Herzl starb mit nur 44 Jahren, von den Strapazen der Reisen gezeichnet und körperlich und seelisch erschöpft, – er hatte fast sein gesamtes Vermögen seiner Vision zur Verfügung gestellt – an einer schweren Herzerkrankung, vielleicht auch an gebrochenem Herzen am 3. Juli 1904 in Edlach an der Rax. 

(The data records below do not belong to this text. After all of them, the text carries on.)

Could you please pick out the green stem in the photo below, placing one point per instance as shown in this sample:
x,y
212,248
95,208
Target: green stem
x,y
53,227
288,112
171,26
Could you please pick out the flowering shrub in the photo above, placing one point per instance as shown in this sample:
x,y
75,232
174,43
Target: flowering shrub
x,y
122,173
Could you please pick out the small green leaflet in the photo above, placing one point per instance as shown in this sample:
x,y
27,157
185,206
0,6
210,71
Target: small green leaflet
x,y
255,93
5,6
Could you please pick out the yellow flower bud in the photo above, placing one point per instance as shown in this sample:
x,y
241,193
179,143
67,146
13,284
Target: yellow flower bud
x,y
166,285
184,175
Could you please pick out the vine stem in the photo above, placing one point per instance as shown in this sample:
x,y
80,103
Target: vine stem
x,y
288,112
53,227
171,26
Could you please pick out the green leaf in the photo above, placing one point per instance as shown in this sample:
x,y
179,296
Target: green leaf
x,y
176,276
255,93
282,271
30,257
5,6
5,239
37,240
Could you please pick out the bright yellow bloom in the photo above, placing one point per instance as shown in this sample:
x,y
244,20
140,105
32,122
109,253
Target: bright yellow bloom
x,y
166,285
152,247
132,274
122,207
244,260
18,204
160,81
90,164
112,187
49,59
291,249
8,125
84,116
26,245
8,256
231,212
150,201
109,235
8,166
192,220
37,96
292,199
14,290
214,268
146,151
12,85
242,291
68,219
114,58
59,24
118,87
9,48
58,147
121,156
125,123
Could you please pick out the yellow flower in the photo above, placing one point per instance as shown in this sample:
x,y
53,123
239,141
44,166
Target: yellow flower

Bertha von Suttner, von unermüdlichem Einsatz für die Friedensbewegung ausgelaugt und durch Krankheit geschwächt, erlag am 21. Juni 1914, wenige Wochen vor Ausbruch des Ersten Weltkrieges, einem Krebsleiden.

Beiden, Suttner und Herzl blieb es erspart, die größten Katastrophen des 20. Jahrhunderts, vor denen sie gewarnt hatten, wie den Ersten Weltkrieg (1914-1918) und die Vernichtung des europäischen Judentums (1938-1945) miterleben zu müssen.